I shall give you my portable electric lamp for reading in the train. You may find it useful. Only don’t fall asleep. When the row begins I shall come on.’
‘I see,’ said Merton. ‘But look here! Suppose you slip out of your own room, locking the door quietly, and into mine, where you can snore, you know—I snore myself—in case anybody takes a fancy to see whether I am asleep? Leave your dog in your own room, he snores, all Spanish bull-dogs do.’
‘Yes, that will serve,’ said Logan. ‘Merton, your mind is not wholly inactive.’
They had some whisky and soda-water, and carried out the manœuvres on which they had decided.
Merton, unshod, silently re-entered the smoking-room, his shoes in his hand; Logan as tactfully occupied Merton’s room, and then they waited. Presently, the smoking-room door being slightly ajar, Merton heard Logan snoring very naturally; the Spanish bull-dog was yet more sonorous. Gianesi came in, walked upstairs to his bedroom, and shut his door; in half an hour he also was snoring; it was a nasal trio.
Merton ‘drove the night along,’ like Dr. Johnson, by repeating Latin and other verses. He dared not turn on the light of his portable electric lamp and read; he was afraid to smoke; he heard the owls towhitting and towhooing from the woods, and the clock on the Castle tower striking the quarters and the hours.

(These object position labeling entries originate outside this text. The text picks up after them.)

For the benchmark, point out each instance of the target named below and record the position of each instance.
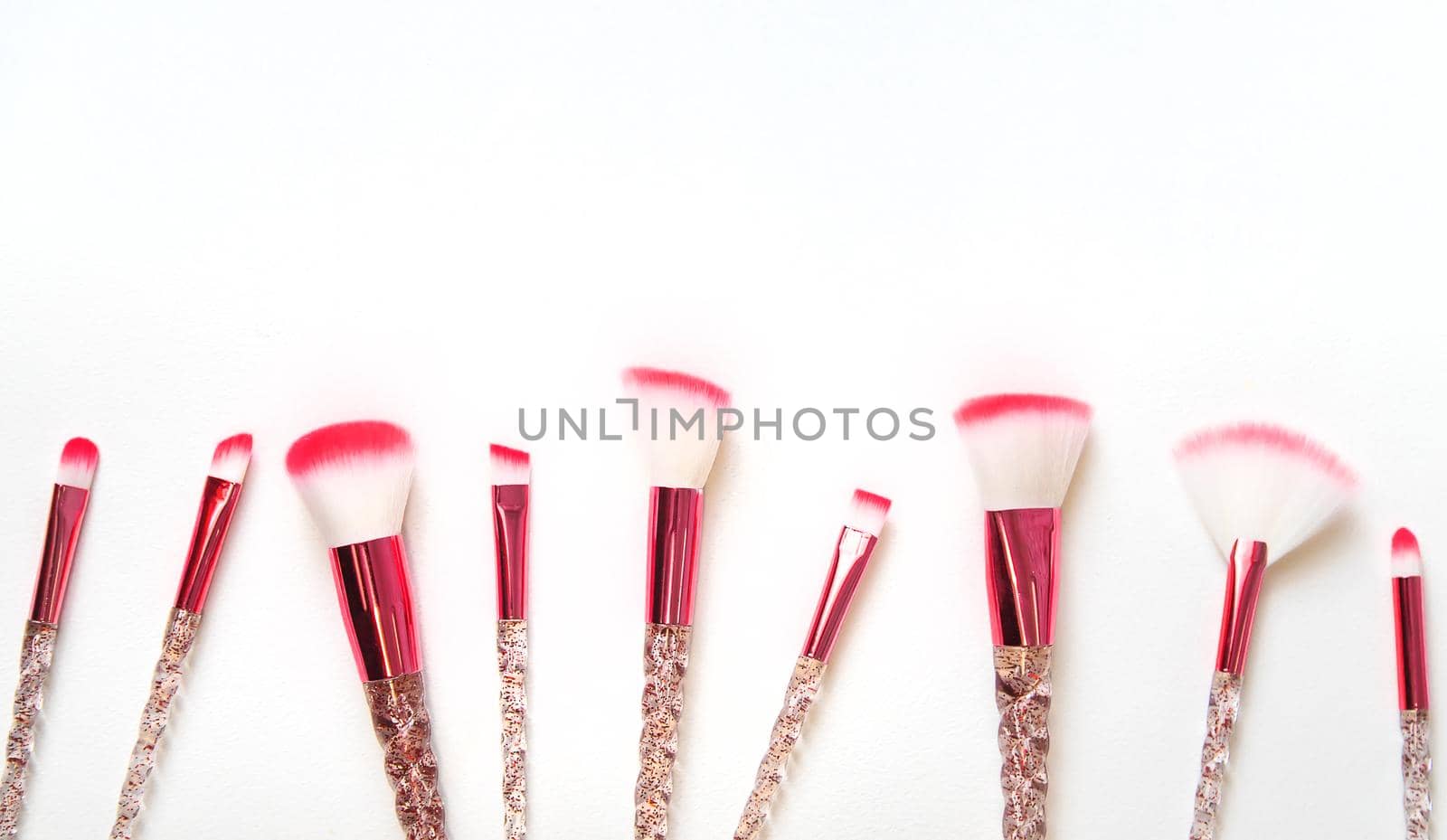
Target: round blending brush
(851, 557)
(511, 479)
(677, 421)
(213, 519)
(355, 479)
(1261, 490)
(1024, 448)
(62, 531)
(1411, 683)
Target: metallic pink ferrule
(851, 555)
(1244, 587)
(510, 535)
(62, 531)
(675, 525)
(1411, 644)
(212, 521)
(376, 606)
(1022, 574)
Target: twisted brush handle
(513, 666)
(35, 665)
(1417, 768)
(803, 687)
(181, 628)
(405, 731)
(1024, 699)
(666, 658)
(1220, 721)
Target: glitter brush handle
(405, 731)
(35, 665)
(1220, 721)
(803, 687)
(666, 658)
(1024, 697)
(1417, 769)
(513, 666)
(181, 628)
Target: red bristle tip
(996, 405)
(653, 378)
(1405, 543)
(342, 441)
(1270, 437)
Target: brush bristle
(79, 461)
(1263, 482)
(676, 456)
(232, 458)
(510, 466)
(1024, 447)
(354, 479)
(1407, 557)
(867, 512)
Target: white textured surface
(272, 216)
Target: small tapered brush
(851, 557)
(1261, 490)
(1411, 683)
(213, 519)
(354, 479)
(1024, 448)
(511, 485)
(679, 460)
(62, 531)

One o’clock passed, two o’clock passed, a quarter after two, then the bell of the wireless machine rang,
the machine began to tick; Merton sat tight, listening. All the curtains of the windows were drawn, the room was almost perfectly dark; the snorings had sometimes lulled, sometimes revived. Merton lay behind the curtains on the window-seat, facing the door. He knew, almost without the help of his ears, that the door was slowly, slowly opening. Something entered, something paused, something stole silently towards the wireless machine, and paused again. Then a glow suffused the further end of the room, a disc of electric light, clearly from a portable lamp. A draped form, in deep shadow, was exposed to Merton’s view. He stole forward on tiptoe with noiseless feet; he leaped on the back of the figure, threw his left arm round its neck, caught its right wrist in a grip of steel, and yelled:
‘Mr. Eachain of the Hairy Arm, if I am not mistaken!’
At the same moment there came a click, the electric light was switched on, Logan bounced on to the figure, tore away a revolver from the right hand of which Merton held the wrist, and the two fell on the floor above a struggling Highland warrior in the tartans of the Macraes. The figure was thrown on its face.